Availability, latency, and cost: Withstanding regional outages
Multiregion deployments can improve availability and latency and can cost way less than you think. Aaron Blohowiak dives into his experience operating in multiple regions at scale at Netflix and shares the algebraic models, code, and incident management playbooks the company has developed to tame, refine, and leverage its approach.
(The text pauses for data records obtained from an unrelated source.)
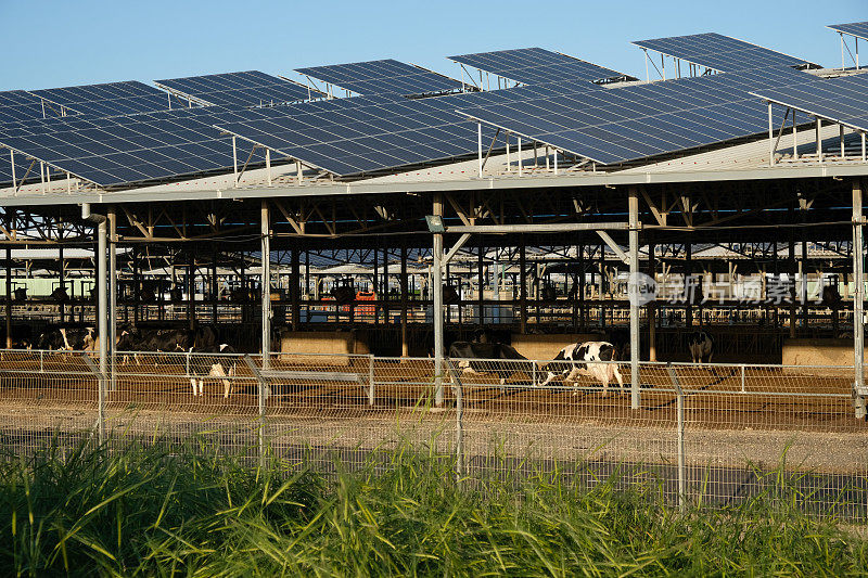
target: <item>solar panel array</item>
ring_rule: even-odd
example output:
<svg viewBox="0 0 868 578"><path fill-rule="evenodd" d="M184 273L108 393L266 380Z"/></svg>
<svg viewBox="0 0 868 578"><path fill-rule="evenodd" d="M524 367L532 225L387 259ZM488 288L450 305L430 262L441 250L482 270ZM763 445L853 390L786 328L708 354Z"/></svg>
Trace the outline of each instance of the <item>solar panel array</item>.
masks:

Talk Title | Availability, latency, and cost: Withstanding regional outages |
Speakers | Aaron Blohowiak (Netflix) |
Conference | Velocity |
Conf Tag | Build resilient systems at scale |
Location | New York, New York |
Date | September 20-22, 2016 |
URL | Talk Page |
Slides | Talk Slides |
Video | |
Running in multiple regions is better for your users through increased availability and lower latencies, and it won’t cost as much as you think. Netflix has turned region resiliency from a driver of cost and complexity into a strategic advantage by understanding human and system dynamics both at a high-level and in the nitty-gritty details. Calamity, heartbreak, and inefficiency drove the company to refine its approach—and its understanding—as it has matured. Executing a failover used to be an all-hands-on-deck situation that would bring VPs to the table. Now, it’s a matter of routine that usually concludes with a brief “all is well” email. Once you’ve decided to go multiregion, three major questions arise: How many regions do you need? How should you steer users to regions? And how do you actually perform the failover? Aaron Blohowiak dives into his experience operating in multiple regions at scale at Netflix and shares the algebraic models, code, and incident management playbooks the company has developed to tame, refine, and leverage its approach. He also offers an overview of the design considerations and system models Netflix used to make those decisions.